Tuesday, 25 February 2014

No, you can't be served with any more pleadings, judge tells defendants

Last Friday Mr Justice Mann, sitting in the Patents Court, England and Wales, gave a ruling in a hearing relating to the service of further pleadings in a patent infringement action. The case, Electromagnetic Geoservices ASA v Petroleum Geo-Services ASA & others, is not reported on BAILII but a note has been published on the subscription-based Lawtel service.

The patent in this action, which related to electromagnetic surveying for oil, had already been the subject of a previous challenge to its validity. Electromagnetic Geoservices ASA (EGA) claimed that the defendants had infringed the patent. The first two defendants had not served their defences and sought an extension of time. The third defendant had to be served out of the jurisdiction and that had not yet been achieved. According to the defendants, one of the reasons why the defences had not been filed was the uncertain nature of the case on infringement. Accordingly the defendants sought documentation in relation to the previous proceedings, as well as further particulars of the mode of operation which was alleged to infringe. Correspondence between the parties culminated in two letters from EGA's solicitors which gave particulars as to the manner in which the defendants' operations were alleged to infringe the patent, with the caveat that the position might be reconsidered following disclosure and in the light of any further information arising.

In these proceedings the defendants argued that EGA' case on infringement should be embodied in a pleading in order to achieve clarity and so that the defendants (i) could see whether there was a reasonably arguable case, (ii) could assess the shape of the action and formulate their own case, and (iii) could prepare their product and process description (PPD).
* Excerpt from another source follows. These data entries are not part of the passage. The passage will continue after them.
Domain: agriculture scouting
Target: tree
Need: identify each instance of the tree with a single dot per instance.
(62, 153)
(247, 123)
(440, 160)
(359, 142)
Mann J refused the application on the basis that, in the circumstances, the letters from EGA's solicitors were likely to be treated in the proceedings as though they were a pleading. In his view:

* since the defendants' operations took place on ships in the middle of the sea, EGA was relying on publicly available materials in order to give the best particulars it could of the allegedly infringing acts.

* what was requested by the defendant was something that was not usually done in patent cases and which appeared to be unnecessary in the circumstances. The letters from EGA's solicitors appeared to be full, frank and comprehensive. While the case set out in them was subject to variation after disclosure, that would be the normal position with a pleading.

* the defendants were sufficiently tied down to their case in the correspondence, and it would be a waste of time and costs to require a pleading -- there being nothing to be gained from the small degree of additional fixing which would result from a pleading.

* if the defendants wanted to apply to strike out the claim, they had the information on which to make a decision.

* if a pleading gave better particulars, the defendants might even be slightly worse off from that point of view and EGA would not be prevented from adducing further information to meet any strike-out application. 

* it was better not to depart from the usual course in patent actions which turned on issues of construction.

At this distance from the case and with no further facts, it's difficult to know whether the defendants were trying a crafty ploy or genuinely seeking clarification of EGA's claims. Either way, the court appears to have taken an approach which is both cautious and pragmatic.